Airlines have hoped the Dubai Air Show marks a turning point for the industry after a devastating period. It is the first major space exhibition that has taken place since the start of the coronavirus pandemic that saw travel restrictions around the world destroy the industry.

The International Air Transport Association said last month that the global aviation industry is expected to lose nearly $ 12 billion next year. IATA, which represents nearly 300 airlines that operate more than 80% of the world’s air traffic, added that industrial losses in 2020 were worse than first thought, reaching $ 137.7 billion.

However, Clark said that Emirates was already experiencing a significant increase in demand and had started making money.

“We are coming back with a high degree of, I dare say, robustness,” he said. “Demand is returning at such a pace that we honestly have trouble trying to deliver the assets because we lack pilots, we lack cabin crew, we lack just about everything. But there is no shortage of demand, it’s a very good story.”

Clark highlighted the difficulties Emirates faced in hiring enough staff to meet this demand, after a number of employees were laid off in the midst of the pandemic.

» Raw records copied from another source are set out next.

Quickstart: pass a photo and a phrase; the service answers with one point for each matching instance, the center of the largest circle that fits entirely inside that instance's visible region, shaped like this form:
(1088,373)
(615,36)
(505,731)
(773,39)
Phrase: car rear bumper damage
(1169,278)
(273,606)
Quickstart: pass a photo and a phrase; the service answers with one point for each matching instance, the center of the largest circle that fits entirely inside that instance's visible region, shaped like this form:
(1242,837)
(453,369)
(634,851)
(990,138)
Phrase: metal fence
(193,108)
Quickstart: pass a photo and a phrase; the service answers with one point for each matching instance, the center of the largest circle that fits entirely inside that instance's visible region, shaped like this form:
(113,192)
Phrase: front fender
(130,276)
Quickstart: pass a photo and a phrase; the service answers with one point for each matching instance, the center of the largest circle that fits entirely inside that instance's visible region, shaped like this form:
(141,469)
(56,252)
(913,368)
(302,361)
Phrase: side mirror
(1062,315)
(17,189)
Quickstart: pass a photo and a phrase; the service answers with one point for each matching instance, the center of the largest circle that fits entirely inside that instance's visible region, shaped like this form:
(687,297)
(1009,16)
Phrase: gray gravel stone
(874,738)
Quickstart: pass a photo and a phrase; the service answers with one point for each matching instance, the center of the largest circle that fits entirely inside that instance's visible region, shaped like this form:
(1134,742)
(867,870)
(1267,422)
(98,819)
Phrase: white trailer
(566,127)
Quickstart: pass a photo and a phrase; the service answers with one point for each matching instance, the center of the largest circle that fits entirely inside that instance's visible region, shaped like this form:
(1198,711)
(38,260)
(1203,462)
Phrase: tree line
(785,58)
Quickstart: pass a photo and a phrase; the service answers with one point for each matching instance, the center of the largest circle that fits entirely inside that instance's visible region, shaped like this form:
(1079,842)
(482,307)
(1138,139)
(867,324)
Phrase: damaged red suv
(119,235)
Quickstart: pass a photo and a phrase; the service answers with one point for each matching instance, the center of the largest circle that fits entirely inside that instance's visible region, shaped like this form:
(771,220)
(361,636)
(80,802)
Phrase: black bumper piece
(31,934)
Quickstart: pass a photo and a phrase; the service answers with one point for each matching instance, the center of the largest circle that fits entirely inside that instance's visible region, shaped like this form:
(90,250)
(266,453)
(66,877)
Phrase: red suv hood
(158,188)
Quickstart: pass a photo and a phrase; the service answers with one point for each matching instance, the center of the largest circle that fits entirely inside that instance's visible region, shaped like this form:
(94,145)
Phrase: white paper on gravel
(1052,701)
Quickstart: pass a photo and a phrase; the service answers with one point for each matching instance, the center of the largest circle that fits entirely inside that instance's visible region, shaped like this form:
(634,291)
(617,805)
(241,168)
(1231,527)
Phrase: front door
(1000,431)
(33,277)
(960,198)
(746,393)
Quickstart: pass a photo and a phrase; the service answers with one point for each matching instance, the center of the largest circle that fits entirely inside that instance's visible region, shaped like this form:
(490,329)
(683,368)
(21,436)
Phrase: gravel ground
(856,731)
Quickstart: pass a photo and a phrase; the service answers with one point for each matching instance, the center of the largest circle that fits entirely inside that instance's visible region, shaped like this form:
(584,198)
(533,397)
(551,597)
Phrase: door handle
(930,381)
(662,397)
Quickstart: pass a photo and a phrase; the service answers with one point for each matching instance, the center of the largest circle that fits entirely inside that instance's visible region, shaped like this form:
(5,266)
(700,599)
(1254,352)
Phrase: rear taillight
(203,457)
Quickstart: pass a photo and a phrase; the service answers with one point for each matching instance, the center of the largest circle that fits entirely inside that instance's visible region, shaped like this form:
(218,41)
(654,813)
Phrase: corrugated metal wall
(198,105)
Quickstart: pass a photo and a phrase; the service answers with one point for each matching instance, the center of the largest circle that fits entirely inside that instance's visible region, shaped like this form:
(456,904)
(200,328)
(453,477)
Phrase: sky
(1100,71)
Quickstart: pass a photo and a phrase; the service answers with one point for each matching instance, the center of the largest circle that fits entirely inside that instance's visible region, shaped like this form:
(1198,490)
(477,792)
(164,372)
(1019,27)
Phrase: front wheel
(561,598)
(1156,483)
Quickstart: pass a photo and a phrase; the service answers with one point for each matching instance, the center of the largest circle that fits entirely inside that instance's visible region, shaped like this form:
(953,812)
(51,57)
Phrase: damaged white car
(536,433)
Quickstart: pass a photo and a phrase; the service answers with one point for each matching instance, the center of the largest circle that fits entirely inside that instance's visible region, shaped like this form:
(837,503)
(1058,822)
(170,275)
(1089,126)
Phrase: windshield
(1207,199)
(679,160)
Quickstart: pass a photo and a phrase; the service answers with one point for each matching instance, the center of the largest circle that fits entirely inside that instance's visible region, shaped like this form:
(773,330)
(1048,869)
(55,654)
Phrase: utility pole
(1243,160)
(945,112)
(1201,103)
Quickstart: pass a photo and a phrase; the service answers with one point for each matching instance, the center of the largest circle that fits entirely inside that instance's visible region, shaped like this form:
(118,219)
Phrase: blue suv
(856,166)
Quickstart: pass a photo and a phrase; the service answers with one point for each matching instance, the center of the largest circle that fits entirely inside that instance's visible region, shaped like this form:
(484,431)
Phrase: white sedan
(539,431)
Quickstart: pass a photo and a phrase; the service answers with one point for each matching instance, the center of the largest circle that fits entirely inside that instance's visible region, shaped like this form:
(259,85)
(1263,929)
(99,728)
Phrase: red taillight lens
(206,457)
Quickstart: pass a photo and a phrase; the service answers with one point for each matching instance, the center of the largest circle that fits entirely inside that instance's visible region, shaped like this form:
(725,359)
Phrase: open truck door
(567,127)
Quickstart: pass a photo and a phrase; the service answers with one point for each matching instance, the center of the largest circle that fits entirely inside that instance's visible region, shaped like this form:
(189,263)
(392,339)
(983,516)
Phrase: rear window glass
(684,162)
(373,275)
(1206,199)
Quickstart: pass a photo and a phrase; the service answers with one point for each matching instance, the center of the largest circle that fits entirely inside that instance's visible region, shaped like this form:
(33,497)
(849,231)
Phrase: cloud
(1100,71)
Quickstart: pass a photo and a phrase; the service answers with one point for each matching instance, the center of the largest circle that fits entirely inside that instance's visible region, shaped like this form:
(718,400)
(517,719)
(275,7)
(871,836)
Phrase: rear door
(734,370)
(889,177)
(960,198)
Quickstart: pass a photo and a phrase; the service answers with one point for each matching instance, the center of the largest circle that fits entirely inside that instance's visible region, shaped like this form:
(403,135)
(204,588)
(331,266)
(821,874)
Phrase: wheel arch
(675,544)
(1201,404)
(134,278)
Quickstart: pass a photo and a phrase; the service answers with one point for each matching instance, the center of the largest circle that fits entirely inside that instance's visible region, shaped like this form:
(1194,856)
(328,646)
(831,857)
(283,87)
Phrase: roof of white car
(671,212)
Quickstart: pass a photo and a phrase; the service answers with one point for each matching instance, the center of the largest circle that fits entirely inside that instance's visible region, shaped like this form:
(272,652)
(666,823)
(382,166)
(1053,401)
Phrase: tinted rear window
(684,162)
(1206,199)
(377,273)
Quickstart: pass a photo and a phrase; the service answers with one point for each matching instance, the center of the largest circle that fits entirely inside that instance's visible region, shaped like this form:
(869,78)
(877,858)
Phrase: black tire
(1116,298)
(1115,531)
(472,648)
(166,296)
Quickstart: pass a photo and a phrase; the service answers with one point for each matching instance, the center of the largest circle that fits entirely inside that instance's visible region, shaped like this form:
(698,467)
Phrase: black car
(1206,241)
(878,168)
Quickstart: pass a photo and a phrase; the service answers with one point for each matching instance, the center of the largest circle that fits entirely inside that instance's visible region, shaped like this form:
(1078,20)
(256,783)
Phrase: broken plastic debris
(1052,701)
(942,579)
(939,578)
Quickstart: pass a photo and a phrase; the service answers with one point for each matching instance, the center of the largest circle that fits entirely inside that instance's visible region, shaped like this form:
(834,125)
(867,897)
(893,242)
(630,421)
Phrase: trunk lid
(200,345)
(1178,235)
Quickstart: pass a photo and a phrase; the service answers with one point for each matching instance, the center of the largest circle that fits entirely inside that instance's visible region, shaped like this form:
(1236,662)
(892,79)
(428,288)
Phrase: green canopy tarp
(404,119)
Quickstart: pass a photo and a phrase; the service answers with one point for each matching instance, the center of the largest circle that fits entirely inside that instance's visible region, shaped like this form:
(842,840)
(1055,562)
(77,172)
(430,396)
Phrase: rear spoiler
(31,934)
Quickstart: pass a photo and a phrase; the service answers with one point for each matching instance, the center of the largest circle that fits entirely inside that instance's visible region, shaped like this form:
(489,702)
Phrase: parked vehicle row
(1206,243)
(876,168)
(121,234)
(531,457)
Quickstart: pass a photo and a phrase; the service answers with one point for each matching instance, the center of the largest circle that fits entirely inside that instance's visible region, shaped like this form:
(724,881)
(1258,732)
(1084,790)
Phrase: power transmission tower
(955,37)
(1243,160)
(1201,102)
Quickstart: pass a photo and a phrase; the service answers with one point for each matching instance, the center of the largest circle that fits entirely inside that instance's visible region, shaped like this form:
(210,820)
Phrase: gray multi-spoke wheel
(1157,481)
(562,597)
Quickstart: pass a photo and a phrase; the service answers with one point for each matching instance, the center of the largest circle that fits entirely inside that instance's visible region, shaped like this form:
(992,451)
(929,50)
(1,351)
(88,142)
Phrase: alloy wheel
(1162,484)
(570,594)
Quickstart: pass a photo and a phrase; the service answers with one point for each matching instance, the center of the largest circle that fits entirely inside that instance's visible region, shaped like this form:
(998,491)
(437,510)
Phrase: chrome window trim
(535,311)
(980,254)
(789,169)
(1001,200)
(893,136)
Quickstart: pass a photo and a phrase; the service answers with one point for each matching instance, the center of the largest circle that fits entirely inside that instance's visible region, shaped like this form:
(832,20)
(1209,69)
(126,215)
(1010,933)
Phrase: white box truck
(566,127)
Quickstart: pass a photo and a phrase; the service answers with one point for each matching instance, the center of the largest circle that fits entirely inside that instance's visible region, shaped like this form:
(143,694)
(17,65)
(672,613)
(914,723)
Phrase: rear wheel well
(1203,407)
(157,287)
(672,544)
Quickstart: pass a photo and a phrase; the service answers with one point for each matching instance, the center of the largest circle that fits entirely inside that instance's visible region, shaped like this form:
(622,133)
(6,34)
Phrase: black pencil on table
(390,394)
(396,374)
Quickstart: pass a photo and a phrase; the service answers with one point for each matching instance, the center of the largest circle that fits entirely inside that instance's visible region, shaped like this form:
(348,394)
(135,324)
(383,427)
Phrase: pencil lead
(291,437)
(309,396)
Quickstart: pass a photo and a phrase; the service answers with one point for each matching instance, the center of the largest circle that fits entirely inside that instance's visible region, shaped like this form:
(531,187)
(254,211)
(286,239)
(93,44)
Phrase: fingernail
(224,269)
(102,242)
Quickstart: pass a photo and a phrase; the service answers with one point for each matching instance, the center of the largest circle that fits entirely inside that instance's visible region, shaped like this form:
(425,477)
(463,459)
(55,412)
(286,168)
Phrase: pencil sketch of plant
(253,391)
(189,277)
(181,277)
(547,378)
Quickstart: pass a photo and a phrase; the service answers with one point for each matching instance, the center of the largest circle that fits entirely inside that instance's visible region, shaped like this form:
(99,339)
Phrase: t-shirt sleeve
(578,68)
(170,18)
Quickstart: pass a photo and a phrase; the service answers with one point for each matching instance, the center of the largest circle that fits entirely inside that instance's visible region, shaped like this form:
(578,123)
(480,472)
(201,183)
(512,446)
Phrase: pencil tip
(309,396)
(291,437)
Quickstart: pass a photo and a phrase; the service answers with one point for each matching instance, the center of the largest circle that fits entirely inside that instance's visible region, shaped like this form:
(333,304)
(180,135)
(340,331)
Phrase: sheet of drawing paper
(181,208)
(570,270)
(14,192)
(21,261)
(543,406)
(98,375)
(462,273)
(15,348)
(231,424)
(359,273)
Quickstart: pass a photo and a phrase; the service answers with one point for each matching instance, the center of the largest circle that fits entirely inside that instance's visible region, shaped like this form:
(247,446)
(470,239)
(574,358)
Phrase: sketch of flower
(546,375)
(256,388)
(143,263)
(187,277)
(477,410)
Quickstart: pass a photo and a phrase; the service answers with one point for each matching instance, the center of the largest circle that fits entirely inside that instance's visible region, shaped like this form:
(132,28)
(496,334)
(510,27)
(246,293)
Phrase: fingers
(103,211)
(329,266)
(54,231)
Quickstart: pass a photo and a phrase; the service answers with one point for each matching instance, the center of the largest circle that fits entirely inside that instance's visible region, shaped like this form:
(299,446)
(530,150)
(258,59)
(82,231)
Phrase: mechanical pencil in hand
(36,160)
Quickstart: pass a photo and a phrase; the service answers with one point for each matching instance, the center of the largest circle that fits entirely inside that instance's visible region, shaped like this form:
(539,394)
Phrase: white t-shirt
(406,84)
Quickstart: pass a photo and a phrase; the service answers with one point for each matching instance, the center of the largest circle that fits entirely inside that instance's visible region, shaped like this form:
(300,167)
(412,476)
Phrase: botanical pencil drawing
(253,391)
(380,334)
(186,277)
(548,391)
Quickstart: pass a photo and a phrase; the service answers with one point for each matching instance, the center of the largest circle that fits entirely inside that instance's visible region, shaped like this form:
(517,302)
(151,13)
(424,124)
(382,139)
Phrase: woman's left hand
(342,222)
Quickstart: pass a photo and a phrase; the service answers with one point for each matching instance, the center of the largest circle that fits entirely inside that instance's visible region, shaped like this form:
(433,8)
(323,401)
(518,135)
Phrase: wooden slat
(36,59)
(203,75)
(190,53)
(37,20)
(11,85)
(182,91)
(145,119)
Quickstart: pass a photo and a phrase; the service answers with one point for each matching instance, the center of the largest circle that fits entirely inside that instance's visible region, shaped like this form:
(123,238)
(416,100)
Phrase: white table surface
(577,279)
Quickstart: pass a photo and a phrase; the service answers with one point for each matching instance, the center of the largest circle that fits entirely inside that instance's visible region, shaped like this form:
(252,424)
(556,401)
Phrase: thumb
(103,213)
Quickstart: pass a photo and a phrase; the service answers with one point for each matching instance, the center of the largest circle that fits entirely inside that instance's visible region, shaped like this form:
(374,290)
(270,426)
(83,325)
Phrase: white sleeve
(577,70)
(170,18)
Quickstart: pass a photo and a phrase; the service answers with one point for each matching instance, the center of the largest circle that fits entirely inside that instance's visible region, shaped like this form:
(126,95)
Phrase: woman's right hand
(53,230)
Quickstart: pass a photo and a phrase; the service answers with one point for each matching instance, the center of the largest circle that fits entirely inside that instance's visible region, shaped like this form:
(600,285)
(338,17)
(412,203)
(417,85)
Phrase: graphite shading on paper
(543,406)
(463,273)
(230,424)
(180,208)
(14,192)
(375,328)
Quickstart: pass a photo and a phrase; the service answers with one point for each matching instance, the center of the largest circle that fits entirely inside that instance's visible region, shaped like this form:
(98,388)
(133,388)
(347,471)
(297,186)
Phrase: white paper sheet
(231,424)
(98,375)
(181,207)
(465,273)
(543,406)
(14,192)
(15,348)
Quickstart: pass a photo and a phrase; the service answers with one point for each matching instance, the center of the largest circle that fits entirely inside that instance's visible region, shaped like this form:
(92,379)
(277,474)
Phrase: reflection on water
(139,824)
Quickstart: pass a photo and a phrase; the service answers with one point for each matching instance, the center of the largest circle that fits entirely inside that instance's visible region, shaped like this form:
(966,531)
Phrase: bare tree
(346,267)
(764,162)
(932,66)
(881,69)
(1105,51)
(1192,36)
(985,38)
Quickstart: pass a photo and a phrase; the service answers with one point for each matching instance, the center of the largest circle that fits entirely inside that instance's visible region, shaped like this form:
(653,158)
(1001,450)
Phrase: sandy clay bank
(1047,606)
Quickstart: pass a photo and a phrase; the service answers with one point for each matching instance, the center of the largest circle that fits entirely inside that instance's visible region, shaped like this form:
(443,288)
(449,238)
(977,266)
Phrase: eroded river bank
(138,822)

“You’re talking about supply chain disruptions, you’re talking about gross distortions in the labor markets,” he said, adding that he expected a certain sense of normality to return towards the end of 2022 and early 2023. “I think then … the heat will “Get out of the situation. I hope so.”

Another potential headwind for the airlines is higher oil prices. The demand shock triggered by the Covid pandemic caused Brent prices to fall to $ 20 a barrel; they now trade over $ 80 per barrel.

But Clark said he was not confused. “Of course, $ 80 – we’ve been there before. We’ve been a lot higher than that before,” he added. “At the moment we control it. There are some who can guess what will happen; I think we have about 15 months of turbulence, but we will manage.”

– CNBC’s Leslie Joseph contributed to this report.